The fourth case is in the area of efficacy, specifically dermatological efficacy. I think this has always been fascinating to me. That’s why I wanted to share a range of over-the-counter brands like Keri Lotion and PreSun, a high SPF sunscreen product, as well as prescription brands, particularly Lac-Hydrin and Botox, a well-known injectable product.
Now the key claim for these products range from simply treating dry skin to aging skin. There was actually a big difference between showing the signs and symptoms of dry skin to PreSun, which was, because of the sunscreen component, could actually claim to prevent aging skin.
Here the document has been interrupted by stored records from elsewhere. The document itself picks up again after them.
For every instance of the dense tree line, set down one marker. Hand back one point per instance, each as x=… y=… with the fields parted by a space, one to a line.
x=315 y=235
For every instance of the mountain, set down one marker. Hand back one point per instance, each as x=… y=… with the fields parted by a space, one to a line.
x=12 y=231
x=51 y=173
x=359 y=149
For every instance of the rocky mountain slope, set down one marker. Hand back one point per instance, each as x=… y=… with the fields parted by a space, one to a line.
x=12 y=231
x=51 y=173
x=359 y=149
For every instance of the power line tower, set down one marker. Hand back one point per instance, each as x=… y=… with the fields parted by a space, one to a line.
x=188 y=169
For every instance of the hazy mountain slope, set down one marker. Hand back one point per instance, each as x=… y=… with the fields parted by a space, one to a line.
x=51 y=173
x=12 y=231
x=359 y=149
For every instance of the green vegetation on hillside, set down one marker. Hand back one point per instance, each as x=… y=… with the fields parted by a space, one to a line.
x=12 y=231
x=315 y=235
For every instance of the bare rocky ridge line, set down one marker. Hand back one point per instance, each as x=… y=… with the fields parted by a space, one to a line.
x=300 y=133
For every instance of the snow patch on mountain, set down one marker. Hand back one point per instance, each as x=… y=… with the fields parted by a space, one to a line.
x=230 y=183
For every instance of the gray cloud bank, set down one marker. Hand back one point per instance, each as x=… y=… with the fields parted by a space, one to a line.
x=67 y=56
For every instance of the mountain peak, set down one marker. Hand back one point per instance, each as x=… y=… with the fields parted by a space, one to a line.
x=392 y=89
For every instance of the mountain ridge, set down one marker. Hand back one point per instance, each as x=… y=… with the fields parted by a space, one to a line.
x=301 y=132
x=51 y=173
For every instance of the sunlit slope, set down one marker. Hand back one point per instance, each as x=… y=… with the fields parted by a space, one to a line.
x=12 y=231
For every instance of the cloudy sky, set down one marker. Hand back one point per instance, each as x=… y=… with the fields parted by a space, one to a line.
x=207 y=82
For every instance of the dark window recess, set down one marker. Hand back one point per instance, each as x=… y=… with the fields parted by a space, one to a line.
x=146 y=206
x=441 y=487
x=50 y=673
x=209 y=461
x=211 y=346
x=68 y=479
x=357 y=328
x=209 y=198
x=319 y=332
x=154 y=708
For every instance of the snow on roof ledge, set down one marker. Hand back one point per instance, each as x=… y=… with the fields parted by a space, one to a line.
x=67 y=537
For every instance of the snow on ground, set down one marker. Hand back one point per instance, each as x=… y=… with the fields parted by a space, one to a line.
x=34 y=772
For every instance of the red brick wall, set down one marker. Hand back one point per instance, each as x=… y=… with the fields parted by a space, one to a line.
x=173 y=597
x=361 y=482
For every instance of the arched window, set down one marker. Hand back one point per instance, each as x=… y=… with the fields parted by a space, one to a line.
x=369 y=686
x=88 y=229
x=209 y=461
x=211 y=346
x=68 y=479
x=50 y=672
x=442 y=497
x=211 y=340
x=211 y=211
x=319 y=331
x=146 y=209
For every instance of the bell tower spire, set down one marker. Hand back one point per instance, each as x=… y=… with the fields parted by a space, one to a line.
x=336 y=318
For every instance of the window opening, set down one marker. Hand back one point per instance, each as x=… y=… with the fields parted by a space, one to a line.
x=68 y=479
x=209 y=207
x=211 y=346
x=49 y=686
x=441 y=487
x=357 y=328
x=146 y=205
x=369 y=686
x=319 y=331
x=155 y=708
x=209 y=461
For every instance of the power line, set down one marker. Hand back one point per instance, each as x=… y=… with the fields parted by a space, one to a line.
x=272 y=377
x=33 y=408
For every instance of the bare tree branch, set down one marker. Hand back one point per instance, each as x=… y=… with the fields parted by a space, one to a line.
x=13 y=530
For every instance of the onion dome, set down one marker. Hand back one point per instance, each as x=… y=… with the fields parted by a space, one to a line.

From a prescription standpoint, Lac-Hydrin was able to show that it actually changed the profile of the skin, preventing a more medical form of dry skin called xerosis, but it was never able to claim that it could reduce the wrinkles caused by dry skin. Of course, Botox is well known for its claims to reduce wrinkles and a lot of medical indications as well, but the difference is Botox actually changes the structure of the skin and reduces the visible signs and the physical signs of facial wrinkles.
The regulatory lesson here, especially in dermatological efficacy, was the important differences in the over-the-counter monograph or direction for promotional claims of OTC products and then the OPDP review of prescription products, which had to be individually based on the product’s labeling.